It’s getting to that time of year again, where in every shop, on every advert, and on every compilation album you hear the thick raspy yam yam howl ‘EETS CHRIIIIIIIISMAAAAS’. Now, like me, you probably want to stick candy canes up your nose and head butt yourself into eternal oblivion every time you hear that track, but do you ever think about the band that produced it? I mean, its not there fault it was so massively successful or that it was played to death and then horrible zombie undeath as a short hand for ‘Christmas fun’ by anyone with ears and a Santa hat.
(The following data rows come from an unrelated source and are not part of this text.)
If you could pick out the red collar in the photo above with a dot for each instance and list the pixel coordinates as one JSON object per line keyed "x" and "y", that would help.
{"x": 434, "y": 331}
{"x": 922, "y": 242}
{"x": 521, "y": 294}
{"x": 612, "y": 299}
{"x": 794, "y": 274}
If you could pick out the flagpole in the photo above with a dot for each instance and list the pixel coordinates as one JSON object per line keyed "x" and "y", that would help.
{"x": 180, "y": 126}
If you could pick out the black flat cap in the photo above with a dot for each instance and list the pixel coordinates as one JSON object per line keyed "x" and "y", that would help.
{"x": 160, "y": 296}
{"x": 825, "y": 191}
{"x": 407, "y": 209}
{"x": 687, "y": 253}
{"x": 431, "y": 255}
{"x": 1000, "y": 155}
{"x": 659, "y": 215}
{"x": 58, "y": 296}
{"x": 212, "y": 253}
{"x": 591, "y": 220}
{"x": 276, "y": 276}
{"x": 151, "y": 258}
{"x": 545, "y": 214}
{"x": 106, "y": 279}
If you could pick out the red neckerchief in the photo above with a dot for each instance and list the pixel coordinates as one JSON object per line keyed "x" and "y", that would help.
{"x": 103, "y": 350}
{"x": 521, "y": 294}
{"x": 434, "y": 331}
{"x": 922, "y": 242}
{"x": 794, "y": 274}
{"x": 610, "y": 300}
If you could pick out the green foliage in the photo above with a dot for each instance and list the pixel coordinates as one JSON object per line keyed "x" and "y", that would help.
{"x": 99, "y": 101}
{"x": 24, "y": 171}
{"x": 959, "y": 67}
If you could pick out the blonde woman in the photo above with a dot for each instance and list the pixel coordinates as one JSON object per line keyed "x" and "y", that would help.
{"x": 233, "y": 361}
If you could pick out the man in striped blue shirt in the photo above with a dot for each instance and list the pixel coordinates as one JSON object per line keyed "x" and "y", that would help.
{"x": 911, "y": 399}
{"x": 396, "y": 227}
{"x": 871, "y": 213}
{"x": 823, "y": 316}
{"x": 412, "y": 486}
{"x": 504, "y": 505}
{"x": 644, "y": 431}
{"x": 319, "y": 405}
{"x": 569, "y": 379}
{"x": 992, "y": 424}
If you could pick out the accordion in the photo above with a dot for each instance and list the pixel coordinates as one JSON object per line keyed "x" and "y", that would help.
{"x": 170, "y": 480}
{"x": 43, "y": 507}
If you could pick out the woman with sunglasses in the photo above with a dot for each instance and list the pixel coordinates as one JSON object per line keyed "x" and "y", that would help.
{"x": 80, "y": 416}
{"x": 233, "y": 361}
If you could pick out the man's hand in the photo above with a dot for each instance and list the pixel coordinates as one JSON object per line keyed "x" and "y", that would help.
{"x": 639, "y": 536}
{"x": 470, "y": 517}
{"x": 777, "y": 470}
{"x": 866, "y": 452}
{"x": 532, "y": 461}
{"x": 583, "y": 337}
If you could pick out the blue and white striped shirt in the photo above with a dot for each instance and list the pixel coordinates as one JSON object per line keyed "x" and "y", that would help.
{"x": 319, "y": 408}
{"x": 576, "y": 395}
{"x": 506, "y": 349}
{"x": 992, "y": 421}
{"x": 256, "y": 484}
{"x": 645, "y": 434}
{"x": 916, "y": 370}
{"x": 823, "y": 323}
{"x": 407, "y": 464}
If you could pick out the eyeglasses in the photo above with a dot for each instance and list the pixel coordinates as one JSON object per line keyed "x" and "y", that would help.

I like Slade, I grew up listening to my dads Slade records and credit my fathers taste in glam music for the weird, long haired, make up wearing member of society I have turned out to be. So when I was given the opportunity to talk to Jim Lea, bass guitarist, arranger and unfairly labelled ‘the most talented member of Slade’ on account of his classical training. I eagerly accepted. Jim Lea looks great for his age with unruly curly hair and a faraway stare. He looks like what you imagine when you hear the phrase ‘aging British rock star’. Jim leaves large pauses between talking, and when recounting a particular memory he sometimes drifts off while reliving the thought in his head. I constantly catch him referencing a piece of paper, which has written on it all the things he wants to say about the Slade BBC Sessions Album he’s here to promote. I first get him to sign a record of my dad’s Far Far Away, which I always liked but became more significant for me as I grew up and started travelling. The song’s lyrics recalls a band on tour experiencing what the world has to offer, but all the time remembering and missing home. I ask Jim if all the lyrics are real things that the band did while on tour, specifically the line ‘had a red light off the wrist/without me even being kissed’

Noddy’ he interrupts before I finish the sentence ‘how did I know it was going to be Noddy?’

I think the reason that they’re now not taken as seriously as their contemporaries, is because they were never seen to take themselves too seriously. When they first took there managers advice to shave their heads and dress as skinheads, things didn’t go well ‘Skinheads were associated with aggro, reggae, heavy right wing politics and football violence all that not good stuff, I said to the manager ‘you haven’t thought this through’ so we were booked to play those gigs and I think that’s were Noddy learnt to banter with the audience, all the while we were thinking ‘how the bloody hell are we going to get out of this alive’

So Slade caught the Glam bus and this is why, I think, this is the only reason why they don’t occupy the same status in rock history as the other midland legends such as Black Sabbath and Led Zeppelin. The glam rock affections, the glitter, the boots, the capes, the hats were never really worn with conviction by the band themselves – the androgyny and mystery that made Glam Rock weird and exotic in Marc Bolan and David Bowie, in the hands of four, straight, working class men from the midlands became silly and fancy dress. Also the brief stint of naming their singles like a fourteen year old girl with a head injury ‘Coz I Luv You’ ‘Mama Weer All Crazee Now’ and ‘Skweeze Me, Pleeze Me’ while fun at the time, doesn’t exactly look good in retrospect. When I ask Jim about it he’s very dismissive, as if it doesn’t bother him ‘Whatever it was, it happened. But even our smallest top twenty hit was massive, and Noel Gallagher often says how much of an influence we were, People often say they sound like the Beatles but I think they sound like us’

During the early years, being asked to come in and record for the BBC was a massive privilege according to Jim ‘Live we feared no man, for three years we’d been playing any gig that would have us, by then we were down to muscle, no fat left on us at all. It was a great band to be in from that point of view, but records never really did us justice, never really capture us.’ Back then of course the BBC, being the respectable institution that it was, must have not known what to make of this sweaty, working band who complained that the carpet muffled the stamping parts of the songs until the technicians got them a door. ‘The BBC sessions were recorded on ancient equipment, Dan dare type stuff with valves and tubes, and you thought Ming the Merciless was going to walk in. No stereo just a massive speaker that they mixed it on.’

Slade, as far as musical respectability, have always been victims of there own success. They will never be remembered as the great musicians, or terrific song writers that they were. The BBC sessions are a great historical document, not only of a hardworking band at their best, but of a band stripped of the gimmicks just making the music they love.